[Haskell-cafe] blaze-builder and FlexibleInstances in code that aims to become part of the Haskell platform
iridcode at gmail.com
Thu May 19 22:46:36 CEST 2011
thanks for the extensive and motivating feedback.
2011/5/19 Johan Tibell <johan.tibell at gmail.com>:
> On Wed, May 18, 2011 at 7:32 PM, Simon Meier <iridcode at gmail.com> wrote:
>> In fact, one of my current goals with this work is to polish it such
>> that it can be integrated into the 'bytestring' library.
> We should definitely add a builder monoid in the bytestring package.
> Since Write mentions IO, I thought I should point out that we need to
> separate any code that mentions IO from the the code that doesn't
> (i.e. the pure Builder API). The use of IO is an implementation detail
> in bytestring. We should follow the existing bytestring pattern and
> put any code that mentions IO in e.g.
> Data.ByteString.Lazy.Builder.Internal. This allows the few people who
> need to access the internals to do so while making it clear that these
> are in fact internals. Long term we'd like to switch bytestring over
> from ForeignPtr to ByteArray#, if possible. There are currently some
> technical obstacles to such a switch, but factoring out the IO code at
> least makes it somewhat easier if we ever get around to switching.
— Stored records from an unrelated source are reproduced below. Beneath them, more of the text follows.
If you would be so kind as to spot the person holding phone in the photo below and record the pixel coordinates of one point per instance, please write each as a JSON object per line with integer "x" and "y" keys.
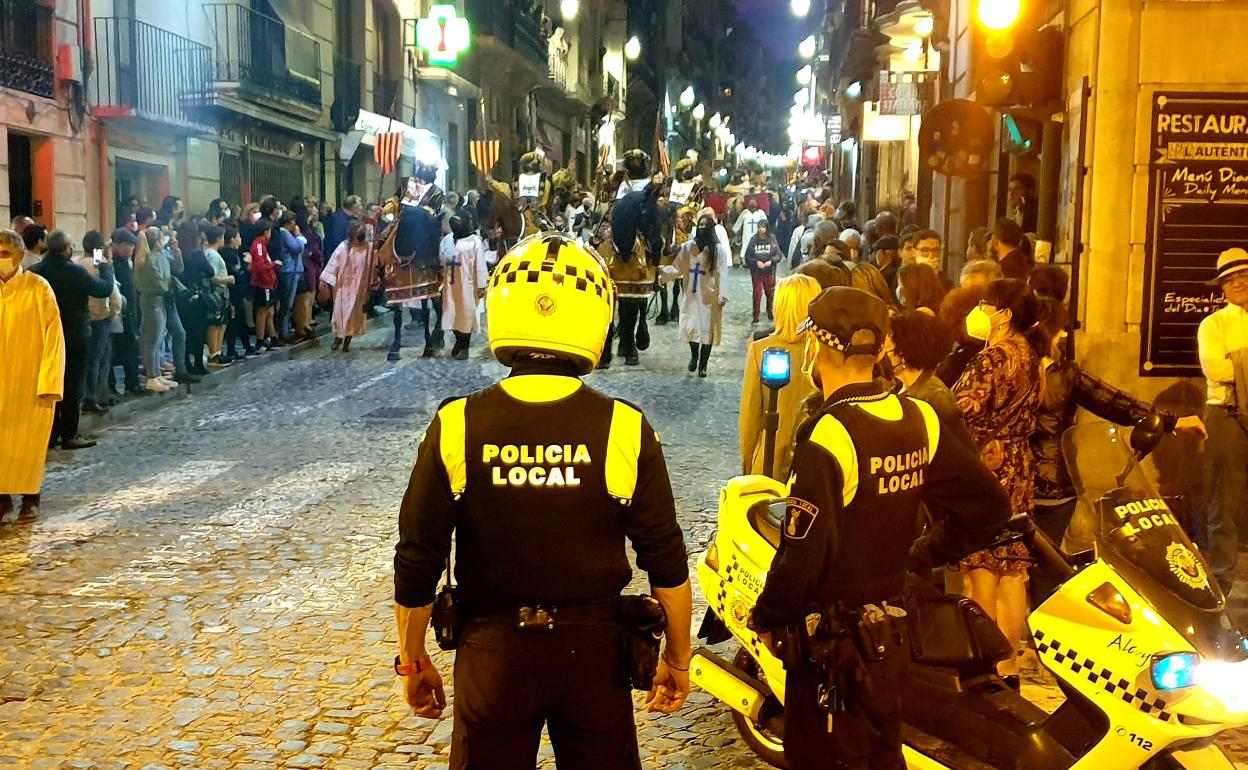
{"x": 74, "y": 287}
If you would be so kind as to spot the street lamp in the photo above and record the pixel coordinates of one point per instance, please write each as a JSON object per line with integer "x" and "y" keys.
{"x": 999, "y": 15}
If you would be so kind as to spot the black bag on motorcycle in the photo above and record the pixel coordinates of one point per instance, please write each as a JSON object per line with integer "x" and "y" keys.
{"x": 950, "y": 630}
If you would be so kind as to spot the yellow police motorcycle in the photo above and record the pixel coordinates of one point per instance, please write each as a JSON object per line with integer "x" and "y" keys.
{"x": 1136, "y": 633}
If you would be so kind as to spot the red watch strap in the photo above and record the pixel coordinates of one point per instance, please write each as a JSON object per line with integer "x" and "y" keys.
{"x": 416, "y": 667}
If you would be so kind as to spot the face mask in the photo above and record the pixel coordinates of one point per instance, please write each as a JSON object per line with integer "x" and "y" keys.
{"x": 979, "y": 323}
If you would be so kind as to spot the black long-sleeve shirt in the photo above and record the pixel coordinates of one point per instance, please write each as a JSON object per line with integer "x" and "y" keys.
{"x": 861, "y": 469}
{"x": 73, "y": 286}
{"x": 534, "y": 524}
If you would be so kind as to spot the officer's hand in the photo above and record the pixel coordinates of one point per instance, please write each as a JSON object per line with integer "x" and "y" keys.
{"x": 424, "y": 693}
{"x": 669, "y": 692}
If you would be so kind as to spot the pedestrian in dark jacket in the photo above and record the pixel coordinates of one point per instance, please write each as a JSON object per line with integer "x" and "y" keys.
{"x": 338, "y": 222}
{"x": 73, "y": 286}
{"x": 761, "y": 255}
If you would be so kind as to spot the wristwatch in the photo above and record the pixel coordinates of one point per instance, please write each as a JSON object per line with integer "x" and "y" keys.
{"x": 416, "y": 667}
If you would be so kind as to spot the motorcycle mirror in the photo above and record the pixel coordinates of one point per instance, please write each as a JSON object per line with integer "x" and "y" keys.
{"x": 776, "y": 368}
{"x": 1147, "y": 433}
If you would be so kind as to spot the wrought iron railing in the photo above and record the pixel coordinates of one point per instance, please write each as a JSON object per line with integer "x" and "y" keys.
{"x": 147, "y": 69}
{"x": 26, "y": 46}
{"x": 386, "y": 95}
{"x": 513, "y": 26}
{"x": 261, "y": 51}
{"x": 347, "y": 86}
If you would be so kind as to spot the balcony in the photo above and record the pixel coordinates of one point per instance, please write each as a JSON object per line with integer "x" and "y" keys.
{"x": 26, "y": 46}
{"x": 511, "y": 26}
{"x": 262, "y": 55}
{"x": 145, "y": 71}
{"x": 347, "y": 86}
{"x": 386, "y": 96}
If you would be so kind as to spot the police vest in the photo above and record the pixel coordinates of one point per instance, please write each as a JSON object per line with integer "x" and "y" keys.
{"x": 542, "y": 488}
{"x": 882, "y": 446}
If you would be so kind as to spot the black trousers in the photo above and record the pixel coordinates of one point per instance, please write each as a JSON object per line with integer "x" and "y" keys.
{"x": 511, "y": 683}
{"x": 65, "y": 422}
{"x": 865, "y": 736}
{"x": 125, "y": 351}
{"x": 632, "y": 325}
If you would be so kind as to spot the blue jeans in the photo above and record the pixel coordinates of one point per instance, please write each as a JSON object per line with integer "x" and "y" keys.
{"x": 99, "y": 362}
{"x": 287, "y": 286}
{"x": 1226, "y": 489}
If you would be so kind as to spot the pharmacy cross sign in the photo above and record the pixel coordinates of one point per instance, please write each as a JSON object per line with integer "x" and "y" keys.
{"x": 442, "y": 34}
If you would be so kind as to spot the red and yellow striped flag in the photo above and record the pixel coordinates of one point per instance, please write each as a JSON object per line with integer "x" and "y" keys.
{"x": 387, "y": 149}
{"x": 660, "y": 139}
{"x": 484, "y": 154}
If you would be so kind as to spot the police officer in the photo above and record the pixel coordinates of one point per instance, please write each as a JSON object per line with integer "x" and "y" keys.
{"x": 542, "y": 479}
{"x": 862, "y": 466}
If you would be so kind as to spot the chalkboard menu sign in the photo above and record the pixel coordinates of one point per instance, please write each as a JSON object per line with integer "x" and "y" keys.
{"x": 1197, "y": 209}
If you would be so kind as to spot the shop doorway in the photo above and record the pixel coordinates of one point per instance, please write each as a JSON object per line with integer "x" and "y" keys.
{"x": 21, "y": 177}
{"x": 147, "y": 184}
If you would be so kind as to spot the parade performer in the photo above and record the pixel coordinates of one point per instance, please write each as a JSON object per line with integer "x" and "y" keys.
{"x": 702, "y": 265}
{"x": 34, "y": 353}
{"x": 409, "y": 256}
{"x": 463, "y": 282}
{"x": 533, "y": 192}
{"x": 543, "y": 637}
{"x": 347, "y": 277}
{"x": 635, "y": 246}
> Avoiding IO in the main API means that the main builder type must not
> mention IO (or things related to IO, such as Storable).
I completely agree with you. The system-io-write library  and the
bytestring fork  I'm working on provide separate interfaces for
standard and expert users. The naming of the system-io-write library
is tentative and can be adapted once it's place is clear.
>> The core principle used to tackle (1) is avoiding intermediate data
>> structures. The core abstraction used is the one of a Write (see 
>> for the corresponding library.)
>> data Write a = Write Int (a -> Ptr Word8 -> IO (Ptr Word8))
>> A value `Write bound io :: Write a` denotes an encoding scheme for
>> values of type `a` that uses at most `bound` bytes space. Given a
>> values `x :: a` and a pointer `po` to the next free byte `io x po`
>> encodes `x` to memory starting from `po` and returns the pointer to
>> the next free byte after the encoding of `x`.
>> In most cases Writes are used as an abstract datatype. They serve as
>> an interface between implementors of the low-level bit-twiddling
>> required to efficiently implement encodings like UTF-8 or Base16 and
>> the providers of efficient traversal functions through streams of
>> Haskell values. Hence, typical users of Writes are functions like
>> fromWrite :: Write a -> a -> Builder
>> fromWriteList :: Write a -> [a] -> Builder
>> fromWriteUnfoldr :: Write b -> (a -> Maybe (b, a)) -> a -> Builder
>> mapWriteByteString :: Write Word8 -> S.ByteString -> Builder
> We want to allow users to efficiently create new builders, for their
> own data type. This is crucial as the bytestring package cannot
> provide efficient builders for every possible type, as it would have
> to depend on most of Hackage (i.e. on all packages that define types
> that we want efficient builders for) to do so. Allowing the user to
> get hold of the underlying buffer in a controlled way makes the
> builder extensible. This is good.
> Write achieves this separation, but it has some costs which I'm not
> entirely comfortable with.
> First, it leads to lots of API duplication. For every type (e.g. Word)
> we want to be able serialize we have two morally identical functions
> writeWordhost :: Word -> Write
> fromWordhost :: Word -> Builder
> in the API, where the latter simply calls the former and does some
> additional "wrapping".
Yes, I agree with this duplication. I'll explain below what we gain
from it. Note that I factored out the whole Write stuff into its own
library (system-io-write) for the bytestring integration. Therefore,
an end-user of bytestring will only see the Builder versions except
he's doing more low-level stuff to gain some extra performance.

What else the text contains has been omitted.